In animals, a gland is a group of cells in an animal's body that synthesizes substances (such as hormones) for release into the bloodstream (endocrine gland) or into cavities inside the body or its outer surface (exocrine gland).

Structure

Development

Every gland is formed by an ingrowth from an epithelial surface. This ingrowth may in the beginning possess a tubular structure, but in other instances glands may start as a solid column of cells which subsequently becomes tubulated.

As growth proceeds, the column of cells may split or give off offshoots, in which case a compound gland is formed. In many glands, the number of branches is limited, in others (salivary, pancreas) a very large structure is finally formed by repeated growth and sub-division. As a rule, the branches do not unite with one another, but in one instance, the liver, this does occur when a reticulated compound gland is produced. In compound glands the more typical or secretory epithelium is found forming the terminal portion of each branch, and the uniting portions form ducts and are lined with a less modified type of epithelial cell.

Glands are classified according to their shape.
 If the gland retains its shape as a tube throughout it is termed a tubular gland.
 In the second main variety of gland the secretory portion is enlarged and the lumens variously increased in size. These are termed alveolar or saccular glands.

Types of glands
Glands are divided based on their function into two groups:

Endocrine glands

Endocrine glands secrete substances that circulate through the blood stream. The glands secrete their products through basal lamina into the blood stream. Basal lamina typically can be seen as a layer around the glands to which a million, maybe more, tiny blood vessels are attached. These glands often secrete hormones which play an important role in maintaining homeostasis. The pineal gland, thymus gland, pituitary gland, thyroid gland, and the two adrenal glands are all endocrine glands.

Exocrine glands 

Exocrine glands secrete their products through a duct onto an outer or inner surface of the body, such as the skin or the gastrointestinal tract. Secretion is directly onto the apical surface. The glands in this group can be divided into three groups:
 Apocrine glands – a portion of the secreting cell's body is lost during secretion. 'Apocrine glands' is often used to refer to the apocrine sweat glands, however it is thought that apocrine sweat glands may not be true apocrine glands as they may not use the apocrine method of secretion, e.g. mammary gland, sweat gland of arm pit, pubic region, skin around anus, lips and nipples.
 Holocrine glands – the entire cell disintegrates to secrete its substances, e.g. sebaceous glands: meibomian and zeis glands. 
 Merocrine glands – cells secrete their substances by exocytosis, e.g. mucous and serous glands; also called "eccrine", e.g. major sweat glands of humans, goblet cells, salivary gland, tear gland and intestinal glands.

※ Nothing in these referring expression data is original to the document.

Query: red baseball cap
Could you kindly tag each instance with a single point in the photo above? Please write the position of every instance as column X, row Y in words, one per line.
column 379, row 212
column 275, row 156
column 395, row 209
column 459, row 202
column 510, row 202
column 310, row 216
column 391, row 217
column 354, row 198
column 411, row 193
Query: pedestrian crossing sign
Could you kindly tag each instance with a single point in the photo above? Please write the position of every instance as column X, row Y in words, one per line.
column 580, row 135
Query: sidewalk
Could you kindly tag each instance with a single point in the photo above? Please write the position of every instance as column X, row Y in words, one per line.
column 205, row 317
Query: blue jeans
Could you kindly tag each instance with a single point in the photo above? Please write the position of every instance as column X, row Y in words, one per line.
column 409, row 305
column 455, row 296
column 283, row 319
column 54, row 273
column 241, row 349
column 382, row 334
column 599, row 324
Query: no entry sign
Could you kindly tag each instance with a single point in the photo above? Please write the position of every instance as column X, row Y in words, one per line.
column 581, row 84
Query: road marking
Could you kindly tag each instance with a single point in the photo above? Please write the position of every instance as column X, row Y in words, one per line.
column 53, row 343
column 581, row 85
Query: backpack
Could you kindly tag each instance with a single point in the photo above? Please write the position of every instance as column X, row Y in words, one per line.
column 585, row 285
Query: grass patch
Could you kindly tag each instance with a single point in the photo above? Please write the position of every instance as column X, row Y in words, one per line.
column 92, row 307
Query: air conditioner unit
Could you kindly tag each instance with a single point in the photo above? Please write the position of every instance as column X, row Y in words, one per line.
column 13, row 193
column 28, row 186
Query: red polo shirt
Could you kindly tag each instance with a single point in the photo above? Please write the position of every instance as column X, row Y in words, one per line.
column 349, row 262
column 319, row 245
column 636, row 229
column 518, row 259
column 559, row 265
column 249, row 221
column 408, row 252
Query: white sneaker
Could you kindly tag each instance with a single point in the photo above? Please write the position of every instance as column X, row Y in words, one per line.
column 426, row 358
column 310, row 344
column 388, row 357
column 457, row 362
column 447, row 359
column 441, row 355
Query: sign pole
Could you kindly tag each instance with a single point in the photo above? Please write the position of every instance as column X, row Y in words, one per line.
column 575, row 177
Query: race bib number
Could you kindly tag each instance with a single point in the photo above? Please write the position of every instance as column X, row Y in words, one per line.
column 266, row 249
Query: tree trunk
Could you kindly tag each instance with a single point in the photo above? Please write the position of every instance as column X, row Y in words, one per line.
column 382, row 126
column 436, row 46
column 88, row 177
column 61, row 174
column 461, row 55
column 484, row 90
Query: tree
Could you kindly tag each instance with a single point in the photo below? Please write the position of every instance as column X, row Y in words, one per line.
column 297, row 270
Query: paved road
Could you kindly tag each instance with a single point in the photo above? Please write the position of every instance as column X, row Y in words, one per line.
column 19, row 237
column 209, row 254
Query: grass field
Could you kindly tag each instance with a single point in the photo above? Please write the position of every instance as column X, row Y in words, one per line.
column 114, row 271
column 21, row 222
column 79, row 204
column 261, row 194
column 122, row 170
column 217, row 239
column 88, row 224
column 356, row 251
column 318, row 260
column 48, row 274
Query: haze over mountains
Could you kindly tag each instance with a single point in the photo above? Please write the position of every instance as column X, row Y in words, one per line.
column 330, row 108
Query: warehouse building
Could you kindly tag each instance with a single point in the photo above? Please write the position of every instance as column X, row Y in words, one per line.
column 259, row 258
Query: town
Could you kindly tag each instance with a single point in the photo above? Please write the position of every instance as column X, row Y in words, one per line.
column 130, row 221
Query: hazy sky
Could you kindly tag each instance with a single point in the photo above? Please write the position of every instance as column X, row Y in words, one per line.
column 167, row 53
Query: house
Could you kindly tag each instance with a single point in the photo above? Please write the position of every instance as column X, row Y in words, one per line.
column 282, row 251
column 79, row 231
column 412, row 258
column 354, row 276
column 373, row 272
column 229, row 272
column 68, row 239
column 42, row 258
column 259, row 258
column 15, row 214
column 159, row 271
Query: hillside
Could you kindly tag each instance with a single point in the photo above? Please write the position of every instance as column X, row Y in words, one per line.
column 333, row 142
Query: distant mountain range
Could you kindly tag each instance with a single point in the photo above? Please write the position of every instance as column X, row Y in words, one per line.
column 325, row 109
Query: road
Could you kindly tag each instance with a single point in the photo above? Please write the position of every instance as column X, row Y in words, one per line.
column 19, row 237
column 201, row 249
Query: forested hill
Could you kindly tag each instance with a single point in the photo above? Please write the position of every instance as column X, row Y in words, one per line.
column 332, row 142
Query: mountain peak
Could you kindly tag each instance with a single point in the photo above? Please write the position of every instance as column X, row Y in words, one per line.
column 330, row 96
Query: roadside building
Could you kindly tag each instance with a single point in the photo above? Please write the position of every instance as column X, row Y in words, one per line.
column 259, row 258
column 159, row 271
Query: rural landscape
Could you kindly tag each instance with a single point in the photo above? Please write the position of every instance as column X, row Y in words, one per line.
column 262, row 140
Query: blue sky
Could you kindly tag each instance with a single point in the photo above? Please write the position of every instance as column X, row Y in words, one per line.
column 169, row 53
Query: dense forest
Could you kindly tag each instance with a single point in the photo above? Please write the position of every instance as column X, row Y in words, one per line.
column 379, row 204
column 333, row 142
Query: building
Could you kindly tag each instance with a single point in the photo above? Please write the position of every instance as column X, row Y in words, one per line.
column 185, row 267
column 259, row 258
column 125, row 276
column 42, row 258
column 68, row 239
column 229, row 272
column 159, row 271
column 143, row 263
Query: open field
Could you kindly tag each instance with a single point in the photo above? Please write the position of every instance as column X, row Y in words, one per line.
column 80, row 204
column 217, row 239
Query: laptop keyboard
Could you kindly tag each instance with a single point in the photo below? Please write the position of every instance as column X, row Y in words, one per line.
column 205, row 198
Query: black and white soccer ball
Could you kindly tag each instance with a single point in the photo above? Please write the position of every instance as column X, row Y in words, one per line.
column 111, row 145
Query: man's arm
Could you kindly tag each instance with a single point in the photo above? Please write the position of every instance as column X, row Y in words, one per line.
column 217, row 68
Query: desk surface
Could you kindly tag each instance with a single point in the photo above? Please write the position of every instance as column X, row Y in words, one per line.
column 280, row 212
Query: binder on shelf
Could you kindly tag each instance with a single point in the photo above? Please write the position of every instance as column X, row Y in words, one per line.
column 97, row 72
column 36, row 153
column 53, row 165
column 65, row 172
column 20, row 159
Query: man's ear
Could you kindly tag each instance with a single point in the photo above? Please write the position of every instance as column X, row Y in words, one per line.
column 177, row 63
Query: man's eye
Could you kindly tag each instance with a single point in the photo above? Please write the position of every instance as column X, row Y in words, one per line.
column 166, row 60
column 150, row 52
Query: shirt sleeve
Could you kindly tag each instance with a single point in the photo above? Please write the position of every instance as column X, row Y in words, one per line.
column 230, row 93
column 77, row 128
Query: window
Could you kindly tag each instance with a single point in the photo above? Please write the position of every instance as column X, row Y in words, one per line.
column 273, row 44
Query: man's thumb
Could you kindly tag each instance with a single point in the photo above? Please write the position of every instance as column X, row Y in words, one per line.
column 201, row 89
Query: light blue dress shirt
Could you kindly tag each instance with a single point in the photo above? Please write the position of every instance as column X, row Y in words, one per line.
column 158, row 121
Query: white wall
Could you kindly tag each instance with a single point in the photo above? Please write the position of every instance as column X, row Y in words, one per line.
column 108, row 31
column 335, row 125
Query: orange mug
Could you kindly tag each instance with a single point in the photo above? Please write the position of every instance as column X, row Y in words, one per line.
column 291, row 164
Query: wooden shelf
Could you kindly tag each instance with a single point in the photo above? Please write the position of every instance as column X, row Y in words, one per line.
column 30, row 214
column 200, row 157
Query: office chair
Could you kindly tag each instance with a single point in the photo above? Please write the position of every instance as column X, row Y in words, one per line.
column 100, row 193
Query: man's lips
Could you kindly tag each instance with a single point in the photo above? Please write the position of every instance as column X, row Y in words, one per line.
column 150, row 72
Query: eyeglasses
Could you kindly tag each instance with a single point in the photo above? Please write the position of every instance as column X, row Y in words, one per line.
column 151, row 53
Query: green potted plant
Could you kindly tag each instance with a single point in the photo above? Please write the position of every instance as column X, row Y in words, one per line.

The type of secretory product of exocrine glands may also be one of three categories:
 Serous glands secrete a watery, often protein-rich, fluid-like product, e.g. sweat glands.
 Mucous glands secrete a viscous product, rich in carbohydrates (such as glycoproteins), e.g. goblet cells.
 Sebaceous glands secrete a lipid product. These glands are also known as oil glands, e.g. Fordyce spots and meibomian glands.

Clinical significance

Adenosis is any disease of a gland. The diseased gland has abnormal formation or development of glandular tissue which is sometimes tumorous.